1st Enterprise Bank, based in downtown Los Angeles, raised $27.5 million from 350 shareholders in an initial stock offering that closed on June 2.


Like many banks that have formed in Los Angeles in the past few years, 1st Enterprise drew twice the level of commitments it needed from investors, who appear eager to get in on the ground floor of a bank in formation.


What sets 1st Enterprise Bank apart from its competitors is its dual focus on Orange County and Los Angeles, a heavyweight management team and a board stacked with seasoned bankers who claim to have deep contacts in both regions.


“We plan to penetrate both of these business markets simultaneously,” said Black, 46, the bank’s chief executive, who formerly served as division president of Mellon 1st Business Bank in Los Angeles. “Many banks have grown too large or have diversified, and have slowly lost their focus.”


Horton, 45, the bank’s president, said he has already recruited a staff to open an Orange County branch in the next few months. As a former division president at Mellon 1st Business Bank, Horton had oversight of its offices in Orange County, the South Bay and Inland Empire.


One of the toughest decisions in opening a bank is finding the right location. 1st Enterprise Bank moved into the old Barker Bros.’ furniture store on 7th Street, across from the Fine Arts Building. A massive steel vault in the bank’s lobby had to be brought in by crane through a window. The bank’s second-floor office overlooks a lobby that was built in the 1920s and is evocative of that era of old money.



Double vision


When Horton and Black left Mellon 1st Business Bank in June 2005, they spent six months recruiting 64 founding shareholders, who are equally divided between Los Angeles and Orange County. Of the 13 directors, six are bankers or former bankers and seven are business owners or professionals, also split between the two regions.

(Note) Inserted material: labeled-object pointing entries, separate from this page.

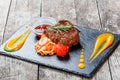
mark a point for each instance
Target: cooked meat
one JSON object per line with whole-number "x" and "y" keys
{"x": 69, "y": 37}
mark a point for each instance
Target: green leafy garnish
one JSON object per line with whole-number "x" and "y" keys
{"x": 60, "y": 28}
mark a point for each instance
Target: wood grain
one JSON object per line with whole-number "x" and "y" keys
{"x": 4, "y": 9}
{"x": 110, "y": 18}
{"x": 20, "y": 12}
{"x": 88, "y": 16}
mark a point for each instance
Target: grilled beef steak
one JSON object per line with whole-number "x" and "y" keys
{"x": 67, "y": 37}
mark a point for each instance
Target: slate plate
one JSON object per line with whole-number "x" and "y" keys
{"x": 70, "y": 62}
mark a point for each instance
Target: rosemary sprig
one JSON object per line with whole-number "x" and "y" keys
{"x": 60, "y": 28}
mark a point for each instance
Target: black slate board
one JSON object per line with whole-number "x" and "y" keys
{"x": 70, "y": 62}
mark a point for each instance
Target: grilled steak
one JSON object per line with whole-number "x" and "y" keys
{"x": 69, "y": 37}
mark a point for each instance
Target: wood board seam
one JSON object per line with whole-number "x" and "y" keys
{"x": 6, "y": 22}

“We made a strategic decision to have not just former bank CEOs but also business executives who have their own spheres of influence in Los Angeles and Orange County,” Black said.


David Holman, the bank’s new chairman, spent 25 years at the Southern California Banking Group of First Interstate Bank before Wells Fargo Bank bought it. He said he was “motivated to put on a tie again” when he saw the financial commitments made by senior managers. Board members own 25 percent of outstanding shares.


The bank also lured another Mellon banker, Jeffrey McGraa, as executive vice president and chief credit officer. Bob Prout, from Commerce National Bank in Fullerton, joined as senior vice president and chief financial officer.


“Many people say that there are so many banks out there, how do you differentiate yourself?” said Holman, 57. “But you really just have to move a little bit of market share.”


Independent business banks in Los Angeles often lure customers from Bank of America, which has 22.4 percent market share in Los Angeles, and Wells Fargo Bank, with 12.3 percent.


One of the primary reasons so many independent banks have flourished is that middle market companies run by entrepreneurs demand a high level of customer service, one of the few areas of differentiation among banks.


1st Enterprise Bank will also be competing against a flurry of banks that have opened in the past few years including 1st Century Bank, formed by industry veterans Dick Cupp and Alan Rothenberg, and Private Bank, led by veteran banker Steven Broidy, a former vice chairman of City National Bank.


“If you compare California with other states, this is a large economy that can still sustain and absorb new entrants into the market,” said real estate veteran Raffi Krikorian, president of Investment Real Estate Associates in Encino and chairman of California Business Bank, which opened last year in downtown Los Angeles and now has $50 million in assets. “The pie really is big enough to split among many banks.”


The past few years have been marked by an unprecedented number of bank openings. Such a surge is typically cyclical and is often followed by periods of mergers and consolidations.


Ed Carpenter, founder and chief executive of Carpenter & Co., an Irvine-based investment-banking firm, has long maintained that Los Angeles is an “underbanked” market with fewer banks, per capita, than any state in the U.S.


“Los Angeles is nowhere near saturation,” he said. “And this is really the first bank to have a Los Angeles/Orange County management team.”